Out-Law / Your Daily Need-To-Know

The European Commission is considering rules that would increase internet privacy and has proposed the banning of spam, or unsolicited commercial e-mail. The proposal is to extend certain existing rules of data protection to unsolicited e-mail and mobiles.

An E-commerce Directive was passed on 4th May 2000 but is not yet in force in Member States, which have until January 2002 to implement its provisions in their domestic laws. Under this law, unsolicited commercial e-mail must be clearly and unequivocally identifiable as such as soon as received by the recipient, i.e. in the header of the e-mail.

The new proposal goes further, saying that companies must not send spam to an e-mail address unless the owner of that address has opted-in to receive such communications.

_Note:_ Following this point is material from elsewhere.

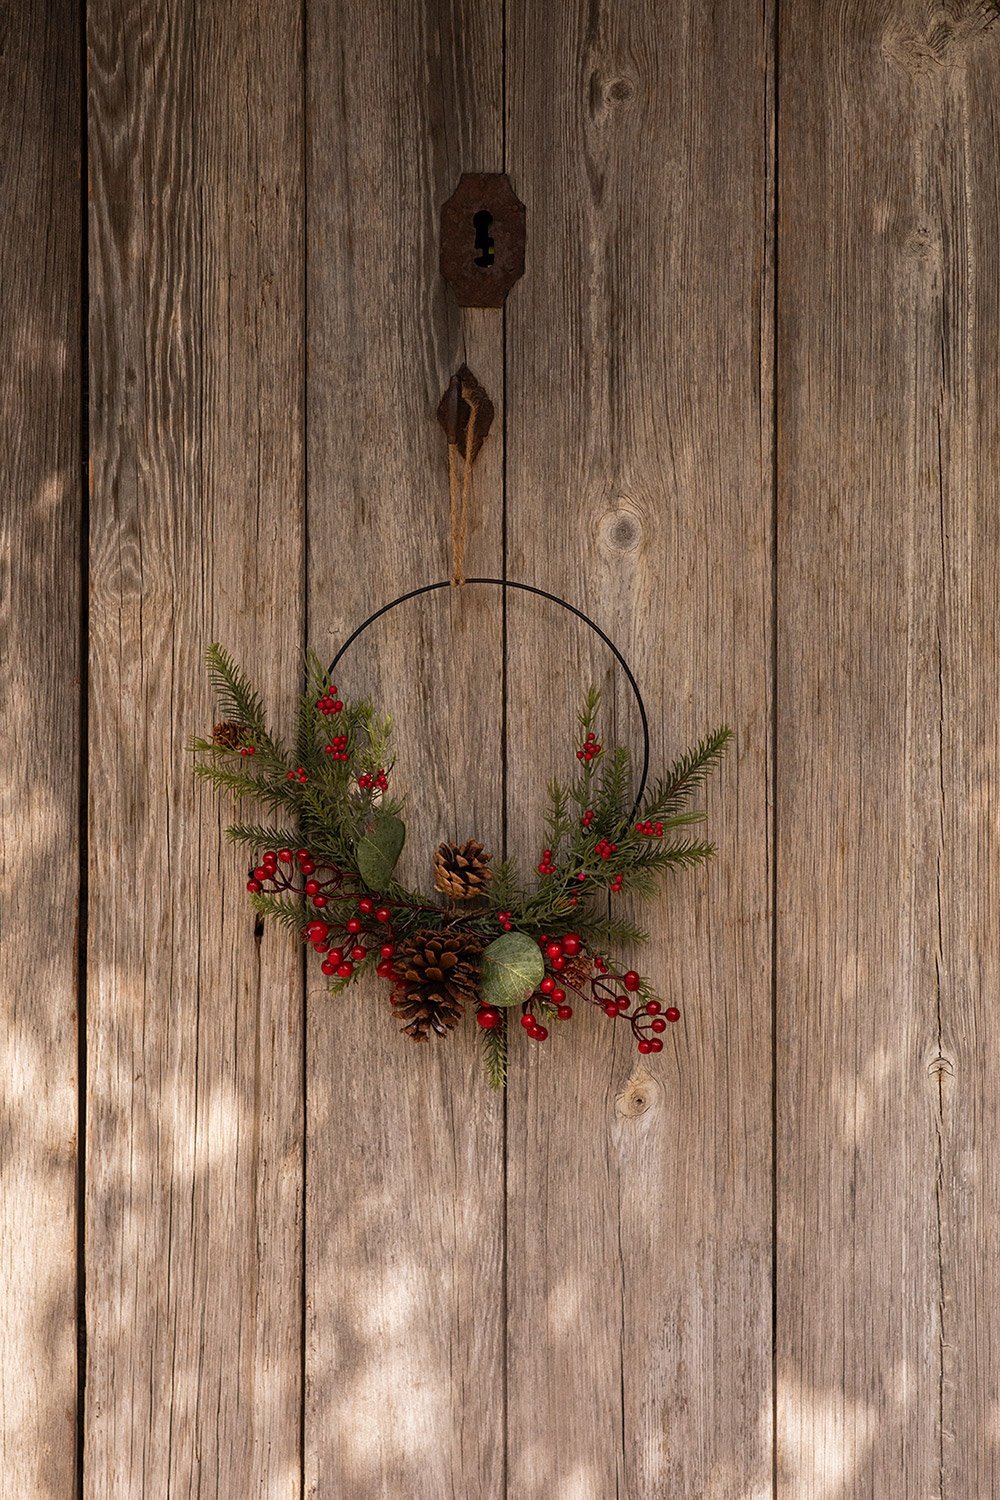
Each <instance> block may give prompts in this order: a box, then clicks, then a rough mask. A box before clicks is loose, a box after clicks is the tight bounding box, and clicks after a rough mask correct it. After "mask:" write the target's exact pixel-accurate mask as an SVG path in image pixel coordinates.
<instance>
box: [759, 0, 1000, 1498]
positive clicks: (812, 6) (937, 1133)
mask: <svg viewBox="0 0 1000 1500" xmlns="http://www.w3.org/2000/svg"><path fill="white" fill-rule="evenodd" d="M781 13H783V26H781V43H780V55H781V110H780V118H781V144H780V160H781V163H783V165H781V214H780V226H781V228H780V258H778V264H780V267H781V279H780V303H778V308H780V365H778V368H780V371H781V381H780V453H778V458H780V463H778V474H780V508H778V612H780V634H778V645H780V651H778V663H780V687H778V711H780V726H778V817H780V832H778V849H780V865H778V877H780V885H778V913H780V924H778V1038H780V1068H778V1074H780V1079H781V1091H780V1095H778V1124H780V1155H778V1169H780V1170H778V1367H777V1373H778V1391H777V1401H778V1416H780V1472H778V1496H781V1497H787V1500H792V1497H793V1496H795V1497H796V1500H819V1497H820V1496H822V1497H825V1500H829V1497H832V1496H852V1497H858V1500H868V1497H871V1500H874V1497H879V1500H882V1497H885V1496H897V1494H898V1496H918V1494H922V1496H936V1497H942V1500H960V1497H972V1496H976V1497H979V1496H988V1494H994V1493H997V1487H999V1484H1000V1461H999V1454H997V1442H999V1437H997V1398H999V1394H1000V1392H999V1388H997V1374H999V1371H997V1305H996V1304H997V1299H996V1266H997V1250H999V1244H997V1223H999V1212H997V1211H999V1208H1000V1203H999V1188H997V1175H996V1164H994V1163H993V1149H994V1140H996V1136H997V1125H999V1110H997V1086H996V1080H997V1071H999V1061H1000V1059H999V1056H997V1041H996V1025H994V1016H993V1013H994V1010H996V992H997V980H999V977H1000V975H999V971H997V953H999V947H997V936H999V935H997V874H996V834H997V814H996V777H997V754H999V750H1000V745H999V742H997V739H999V736H997V714H996V696H997V603H999V589H997V583H999V576H997V544H999V541H1000V525H999V511H997V455H999V453H1000V446H999V438H1000V434H999V426H997V423H999V417H997V413H999V407H1000V402H999V398H1000V390H999V363H997V341H999V335H1000V300H999V293H997V287H999V282H1000V252H999V249H997V245H999V240H997V223H999V217H1000V192H999V187H997V172H996V160H997V144H999V138H1000V21H999V17H997V10H996V6H979V5H963V3H960V5H955V6H931V5H921V3H909V0H906V3H904V0H900V3H879V5H874V6H868V5H865V6H862V5H855V3H850V5H837V6H832V5H831V6H814V5H808V3H801V0H787V3H786V5H783V7H781Z"/></svg>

Information Society Commissioner Erkki Liikanen acknowledged that opting-out of e-mailing lists is often difficult, adding that the problems of how to enforce an opt-in approach still need to be addressed.

Although the US does not have a blanket ban on e-mail spam, there is a bill in Congress which would make it a criminal act to send a solicitation to a mobile phone or other wireless device without the owner’s express permission, i.e. unless they opt-in.

Another bill in the US seeks to ban traditional spam, but its progress through the legislature has been delayed by First Amendment (freedom of speech) concerns. Instead, the US courts have looked at the harm caused by spam, such as the cost of the transmissions to ISPs, to find the senders liable under other laws.